Using data on the "Ashcan School," we have an opportunity to study the market for art. What factors determine the value of a work of art? Use the data in the file ashcan_small. [Note: the file ashcan contains more variables.]

a. Define YEARS_OLD \(=\) DATE_AUCTN - CREATION, which is the age of the painting at the time of its sale. Use data on works that sold \((S O L D=1)\) to estimate the regression \(\ln (R H A M M E R)=\) \(\beta_{1}+\beta_{2}\) YEARS_OLD \(+e\). Construct a \(95 \%\) interval estimate for the percentage change in real hammer price given that a work of art is another year old at the time of sale. 

b. Test the null hypothesis that each additional year of age increases the "hammer price" by \(2 \%\), against the two-sided alternative. Use the \(5 \%\) level of significance.

c.
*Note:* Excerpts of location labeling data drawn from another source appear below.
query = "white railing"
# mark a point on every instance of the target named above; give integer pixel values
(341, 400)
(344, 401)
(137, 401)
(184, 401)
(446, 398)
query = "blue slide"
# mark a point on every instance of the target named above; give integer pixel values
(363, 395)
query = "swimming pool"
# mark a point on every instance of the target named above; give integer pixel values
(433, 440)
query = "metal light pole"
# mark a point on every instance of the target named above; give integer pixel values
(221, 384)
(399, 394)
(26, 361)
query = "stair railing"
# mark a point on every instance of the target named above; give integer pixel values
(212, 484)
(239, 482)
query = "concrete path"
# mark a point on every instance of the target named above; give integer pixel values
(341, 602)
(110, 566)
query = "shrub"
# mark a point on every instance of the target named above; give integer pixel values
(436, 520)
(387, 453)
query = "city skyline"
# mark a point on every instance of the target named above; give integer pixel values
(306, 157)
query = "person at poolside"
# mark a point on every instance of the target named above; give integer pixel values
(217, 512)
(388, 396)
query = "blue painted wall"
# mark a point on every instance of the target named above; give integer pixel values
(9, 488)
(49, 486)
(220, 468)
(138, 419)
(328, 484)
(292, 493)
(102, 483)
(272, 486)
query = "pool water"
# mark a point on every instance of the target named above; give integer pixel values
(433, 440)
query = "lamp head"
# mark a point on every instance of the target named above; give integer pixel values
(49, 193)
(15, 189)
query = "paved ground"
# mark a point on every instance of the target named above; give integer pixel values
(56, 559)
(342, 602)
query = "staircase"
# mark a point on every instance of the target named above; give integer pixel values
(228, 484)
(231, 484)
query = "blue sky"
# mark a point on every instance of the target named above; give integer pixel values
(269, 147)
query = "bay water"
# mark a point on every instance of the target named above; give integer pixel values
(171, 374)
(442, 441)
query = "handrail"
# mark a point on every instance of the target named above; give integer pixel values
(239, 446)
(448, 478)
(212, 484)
The variable \(D R E C\) is an indicator variable taking the value one if a sale occurred during a recession and is zero otherwise. Use data on works that sold \((S O L D=1)\) to estimate the regression model \(\ln (\) RHAMMER \()=\alpha_{1}+\alpha_{2}\) DREC \(+e\). Construct a \(95 \%\) interval estimate of the percentage reduction in hammer price when selling in a recession. Explain your finding to a client who is considering selling during a recessionary period.

d. Test the conjecture that selling a work of art during a recession reduces the hammer price by \(2 \%\) or less, against the alternative that the reduction in hammer price is greater than \(2 \%\). Use the \(5 \%\) level of significance. Clearly state the test statistic used, the rejection region, and the test \(p\)-value. What is your conclusion?